Move data from an SFTP server using Azure Data Factory
Note
This article applies to version 1 of Data Factory. If you are using the current version of the Data Factory service, see SFTPconnector in V2.
This article outlines how to use the Copy Activity in Azure Data Factory to move data from an on-premises/cloud SFTP server to a supported sink data store. This article builds on the data movement activities article that presents a general overview of data movement with copy activity and the list of data stores supported as sources/sinks.
Data factory currently supports only moving data from an SFTP server to other data stores, but not for moving data from other data stores to an SFTP server. It supports both on-premises and cloud SFTP servers.
Note
Copy Activity does not delete the source file after it is successfully copied to the destination. If you need to delete the source file after a successful copy, create a custom activity to delete the file and use the activity in the pipeline.
Supported scenarios and authentication types
You can use this SFTP connector to copy data from both cloud SFTP servers and on-premises SFTP servers. Basic and SshPublicKey authentication types are supported when connecting to the SFTP server.

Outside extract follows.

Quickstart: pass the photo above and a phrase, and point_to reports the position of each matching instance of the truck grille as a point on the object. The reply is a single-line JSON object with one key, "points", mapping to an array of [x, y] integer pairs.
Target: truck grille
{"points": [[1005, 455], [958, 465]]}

When copying data from an on-premises SFTP server, you need install a Data Management Gateway in the on-premises environment/Azure VM. See Data Management Gateway for details on the gateway. See moving data between on-premises locations and cloud article for step-by-step instructions on setting up the gateway and using it.
Getting started
You can create a pipeline with a copy activity that moves data from an SFTP source by using different tools/APIs.
The easiest way to create a pipeline is to use the Copy Wizard. See Tutorial: Create a pipeline using Copy Wizard for a quick walkthrough on creating a pipeline using the Copy data wizard.
You can also use the following tools to create a pipeline: Visual Studio, Azure PowerShell, Azure Resource Manager template, .NET API, and REST API. See Copy activity tutorial for step-by-step instructions to create a pipeline with a copy activity. For JSON samples to copy data from SFTP server to Azure Blob Storage, see JSON Example: Copy data from SFTP server to Azure blob section of this article.
Linked service properties
The following table provides description for JSON elements specific to FTP linked service.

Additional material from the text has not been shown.